L’Espérance arrives in Quebec City after Atlantic crossing

Photo: Marc-Antoine Jean

L’Espérence arrived in Quebec City after a two-month crossing of the Atlantic during the filming of La grande traversée.

The tall ship L’Espérance arrived safely at the Port of Québec on July 28 after a 50-day Atlantic crossing that started in La Rochelle, France, on June 4. 

Ten adventurous souls from regions across Canada made the trip in the same conditions as New France’s first settlers as part of a Radio-Canada television program, La grande traversée, which will air next year to mark Canada’s 150th anniversary. Also on board was a crew of 31 and six members of the film crew.  

The co-hosts for the major television documentary, navigator Mylène Paquette and television host Francis Reddy, were on hand to greet the “settlers” at an event held in their honour in front of the Église Notre-Dame-des-Victoires at Place Royale. During the ceremony, surrounded by their families and dignitaries, the settlers presented Patrick Voyer, a member of Quebec City’s executive committee, with a commemorative plaque given to them by Jean-François Fountaine, the mayor of La Rochelle. 

The success of this unique television event depends on the work of a seasoned creative team that hasn’t left anything to chance to showcase one of the longest and most authentically re-enacted historic tall ship voyages ever undertaken.

The 10 volunteers, whose ancestors were colonists, lived in authentic conditions aboard the ship, taking turns sleeping in four hammocks, and cooking on a charcoal stove while the technicians and camera crew slept in a slightly more luxurious cabin with wooden bunks and had meals prepared in a modern galley. 

As the ship neared Newfoundland, weather conditions in the North Atlantic were extremely rough, with 30-foot waves. Crew members had to clip themselves on to safety lines to cross the decks and those who were below deck had to wedge themselves into their bunks. Everything had to be lashed down, including the livestock. 
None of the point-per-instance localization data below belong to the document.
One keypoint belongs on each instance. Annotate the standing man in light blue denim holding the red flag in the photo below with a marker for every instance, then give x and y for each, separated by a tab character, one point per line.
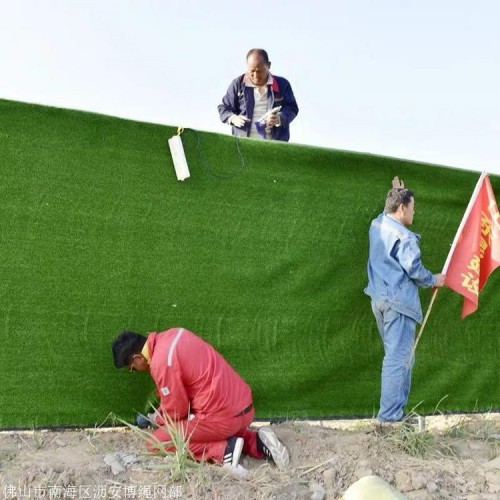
395	272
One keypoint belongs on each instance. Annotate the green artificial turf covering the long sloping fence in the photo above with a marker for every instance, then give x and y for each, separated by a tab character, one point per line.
262	252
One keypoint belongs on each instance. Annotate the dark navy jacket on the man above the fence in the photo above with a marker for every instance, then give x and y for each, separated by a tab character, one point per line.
239	100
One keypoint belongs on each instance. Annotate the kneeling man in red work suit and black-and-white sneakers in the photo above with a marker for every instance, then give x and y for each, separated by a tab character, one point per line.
202	394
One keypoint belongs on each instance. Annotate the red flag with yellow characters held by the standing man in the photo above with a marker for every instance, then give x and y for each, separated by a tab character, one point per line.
475	252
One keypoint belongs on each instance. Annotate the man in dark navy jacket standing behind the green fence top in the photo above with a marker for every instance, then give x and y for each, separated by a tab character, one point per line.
259	104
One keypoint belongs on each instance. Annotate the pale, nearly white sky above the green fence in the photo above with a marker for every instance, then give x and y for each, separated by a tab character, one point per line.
411	79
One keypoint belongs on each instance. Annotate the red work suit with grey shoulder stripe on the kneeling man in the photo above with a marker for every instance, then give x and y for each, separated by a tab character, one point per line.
191	377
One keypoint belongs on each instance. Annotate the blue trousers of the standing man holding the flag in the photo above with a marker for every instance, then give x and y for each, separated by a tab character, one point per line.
398	335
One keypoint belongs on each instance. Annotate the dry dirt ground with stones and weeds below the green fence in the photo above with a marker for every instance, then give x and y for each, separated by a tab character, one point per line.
455	457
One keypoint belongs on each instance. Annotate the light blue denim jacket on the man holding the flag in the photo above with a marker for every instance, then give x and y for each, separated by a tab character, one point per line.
395	270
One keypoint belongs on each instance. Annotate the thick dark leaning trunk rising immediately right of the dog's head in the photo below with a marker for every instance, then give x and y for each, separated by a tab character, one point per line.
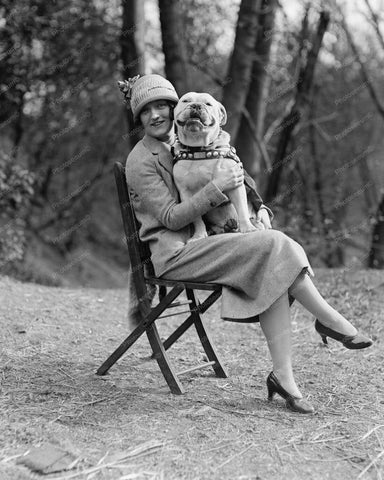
240	67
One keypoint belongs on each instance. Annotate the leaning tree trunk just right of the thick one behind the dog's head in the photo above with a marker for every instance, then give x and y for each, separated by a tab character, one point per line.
248	147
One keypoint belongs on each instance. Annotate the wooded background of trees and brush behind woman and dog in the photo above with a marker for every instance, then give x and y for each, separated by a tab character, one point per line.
302	84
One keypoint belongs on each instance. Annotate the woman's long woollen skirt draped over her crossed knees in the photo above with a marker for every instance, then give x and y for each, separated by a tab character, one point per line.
254	268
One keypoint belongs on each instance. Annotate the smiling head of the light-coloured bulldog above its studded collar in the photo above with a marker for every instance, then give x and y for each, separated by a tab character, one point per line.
198	117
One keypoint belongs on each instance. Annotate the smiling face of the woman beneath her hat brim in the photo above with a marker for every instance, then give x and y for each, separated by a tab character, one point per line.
156	119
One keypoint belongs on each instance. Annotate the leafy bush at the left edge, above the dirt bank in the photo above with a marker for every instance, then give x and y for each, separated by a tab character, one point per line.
16	191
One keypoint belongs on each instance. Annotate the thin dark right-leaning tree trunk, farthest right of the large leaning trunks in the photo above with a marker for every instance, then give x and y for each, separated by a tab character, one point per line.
303	87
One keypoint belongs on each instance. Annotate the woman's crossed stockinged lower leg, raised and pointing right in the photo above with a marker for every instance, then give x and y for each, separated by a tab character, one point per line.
305	292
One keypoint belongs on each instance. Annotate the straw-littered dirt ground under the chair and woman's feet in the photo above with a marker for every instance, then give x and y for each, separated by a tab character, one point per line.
127	425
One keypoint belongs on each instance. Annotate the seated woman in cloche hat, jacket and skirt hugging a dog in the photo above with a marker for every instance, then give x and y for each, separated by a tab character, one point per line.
258	270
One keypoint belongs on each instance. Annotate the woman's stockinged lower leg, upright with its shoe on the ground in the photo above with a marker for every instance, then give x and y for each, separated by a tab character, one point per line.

Some animals were on board, at least for most of the trip. Ten chickens were housed in a wooden hen house on the open deck behind the galley and provided fresh eggs for the crew during the crossing. As the ship approached Canada, and fresh eggs were no longer required, the chickens provided the base for a delicious soup… Fiji, the ship’s cat, made the trip all the way from the ship’s homeport in Lunenburg, Nova Scotia, to France and back to Canada! 

At the welcome ceremony, Mélanie Joly, minister of Canadian Heritage, said, “The 150th anniversary of Confederation gives us a unique opportunity to celebrate the wealth of our history. Thanks to the documentary adventure series La grande traversée, to be broadcast on ICI Radio-Canada Télé, ICI RDI and ICI Explora, Canadians will discover the incredible journey of the first French colonists in 17th-century New France. Ten Canadians will help us relive the historic crossing of the Atlantic.” 

The ship’s actual name is the Picton Castle, which operates out of Lunenburg, Nova Scotia, as a sail-training vessel. Originally built in 1928 as a Welsh fishing trawler, she served as a minesweeper for the Royal Navy during World War II, and for a time hauled freight in the North and Baltic Seas. In 1996, she was taken to Lunenburg for a two-million-dollar refit. A clipper bow was welded in place, three steel masts added, and she slowly became a square-rigged barque. 

You can read Captain Daniel Morland’s Ship’s Log about their Atlantic crossing online at www.picton-castle.com. After this re-enactment cruise is over and the documentary filming is complete, the ship’s hull will be repainted its original white colour and the Picton Castle will reclaim its proper name.